Kidney failure: Diabetes is one of the leading causes of associated kidney disease. The minute blood vessels of the kidney are subjected to the same stress and start becoming leaky over time. Such patients are more at risk for renal dialysis and kidney transplantation down the line.
Increased risk of infection: As part of our diabetes 101, we must highlight how the disease weakens the immune system. This increases susceptibility to skin, lungs, and urinary tract infections.
The diabetes care involves lifestyle changes in addition to medication. The plan differs drastically depending on which type of diabetes you have.
Though we’re giving you the broad lines of diabetes management in our beginners’ guide, you must consult your physician before taking any medications or changing your current treatment plan.
For type 1 diabetes, the treatment involves the following:
Insulin: A lifelong insulin therapy is required, whether through injections or the use of an automated pump.

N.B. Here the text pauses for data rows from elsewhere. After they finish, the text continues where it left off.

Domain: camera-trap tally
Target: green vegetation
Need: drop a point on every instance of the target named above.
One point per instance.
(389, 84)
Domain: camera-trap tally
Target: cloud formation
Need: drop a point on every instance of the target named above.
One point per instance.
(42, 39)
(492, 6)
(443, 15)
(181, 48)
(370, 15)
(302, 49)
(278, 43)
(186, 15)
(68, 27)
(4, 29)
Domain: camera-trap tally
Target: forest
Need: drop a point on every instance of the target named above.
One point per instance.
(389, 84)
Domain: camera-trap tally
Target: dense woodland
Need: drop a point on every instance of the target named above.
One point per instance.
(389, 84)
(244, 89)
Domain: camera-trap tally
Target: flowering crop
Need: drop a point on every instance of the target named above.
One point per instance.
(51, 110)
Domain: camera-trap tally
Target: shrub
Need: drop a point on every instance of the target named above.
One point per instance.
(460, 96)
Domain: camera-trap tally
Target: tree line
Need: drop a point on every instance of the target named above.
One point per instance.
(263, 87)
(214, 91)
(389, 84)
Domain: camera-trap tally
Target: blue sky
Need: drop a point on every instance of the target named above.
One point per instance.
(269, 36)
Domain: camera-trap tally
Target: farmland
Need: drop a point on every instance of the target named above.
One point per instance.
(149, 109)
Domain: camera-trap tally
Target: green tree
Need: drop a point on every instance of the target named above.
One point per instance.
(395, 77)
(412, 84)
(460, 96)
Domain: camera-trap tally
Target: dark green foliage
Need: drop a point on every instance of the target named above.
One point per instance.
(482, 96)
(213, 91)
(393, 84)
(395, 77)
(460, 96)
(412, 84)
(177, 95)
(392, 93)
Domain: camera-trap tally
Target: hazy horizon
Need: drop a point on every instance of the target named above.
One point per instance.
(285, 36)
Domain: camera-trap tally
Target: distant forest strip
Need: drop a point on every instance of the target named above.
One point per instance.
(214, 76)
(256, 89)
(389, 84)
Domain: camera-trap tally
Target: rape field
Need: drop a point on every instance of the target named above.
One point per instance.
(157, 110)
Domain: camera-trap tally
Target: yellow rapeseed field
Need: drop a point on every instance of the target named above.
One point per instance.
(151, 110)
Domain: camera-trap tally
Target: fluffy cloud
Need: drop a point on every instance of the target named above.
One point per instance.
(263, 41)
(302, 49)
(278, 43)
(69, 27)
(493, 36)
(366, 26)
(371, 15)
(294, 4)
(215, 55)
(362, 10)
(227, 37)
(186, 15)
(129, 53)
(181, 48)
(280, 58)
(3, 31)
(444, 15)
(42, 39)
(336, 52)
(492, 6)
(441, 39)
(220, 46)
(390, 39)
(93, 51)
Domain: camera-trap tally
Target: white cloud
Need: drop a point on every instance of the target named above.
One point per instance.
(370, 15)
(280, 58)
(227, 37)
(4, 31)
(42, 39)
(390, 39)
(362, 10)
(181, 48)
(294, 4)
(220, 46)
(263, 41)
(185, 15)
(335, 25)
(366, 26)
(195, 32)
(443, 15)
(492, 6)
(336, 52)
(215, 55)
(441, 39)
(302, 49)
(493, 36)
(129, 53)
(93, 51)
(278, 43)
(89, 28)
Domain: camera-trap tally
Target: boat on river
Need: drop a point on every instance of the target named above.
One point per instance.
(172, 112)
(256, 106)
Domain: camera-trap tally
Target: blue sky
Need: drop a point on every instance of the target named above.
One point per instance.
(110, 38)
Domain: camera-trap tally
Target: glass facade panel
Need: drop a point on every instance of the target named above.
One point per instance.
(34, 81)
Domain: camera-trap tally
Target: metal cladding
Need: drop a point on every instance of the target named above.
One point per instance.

Blood sugar monitor: Type 1 diabetes patients are prone to hypoglycemia, which is a drop in the blood sugar levels if they receive a larger than intended dose of insulin for their respective meal. This emphasizes the importance of self-monitoring your blood sugar levels to ensure you’re in the clears.
Carbohydrate counting: Since the insulin dosages are adjusted according to the food you consume, you need to keep track of your carbs to calculate your insulin requirements more accurately.
On the other hand, type 2 diabetes care includes the following:
Lifestyle changes: You’d be surprised how much lifestyle modification contributes to the disease control of type 2 diabetes. Eating a balanced diet, exercising regularly, and maintaining a healthy body weight all help improve insulin resistance.
Oral medication: For type 2 diabetes, the treatment strategy is centred around making the most of the already available insulin. So, oral medications can help boost the cells’ insulin sensitivity and stimulate the pancreas to secrete more much-needed hormones.
By adopting some healthy habits, you can avoid many risk factors associated with diabetes.
Here are some useful tips to nudge you one step further from developing diabetes:
Quit smoking as it raises the risk for type 2 diabetes significantly.
Avoid excessive alcohol intake.
Reducing stressors in your everyday life is key to avoiding diabetes. Stress management techniques like yoga, exercise, and meditation can all help you wind down after a long day at work.
Fit regular exercise into your weekly routine. Shoot for around 150 minutes of moderate exercise per week to maintain the health of your cardiovascular system.
Now that you have a solid base on how diabetes affects different organ systems, we’re confident you can direct the people in your social circles to seek medical attention earlier in the course of the disease.
We hope our diabetes 101 has set you on the right track to lead a more healthy life and avoid long-term complications of the disease.
Schedule regular checkups with your physician to modify the treatment plan and ensure your blood sugar levels are checked!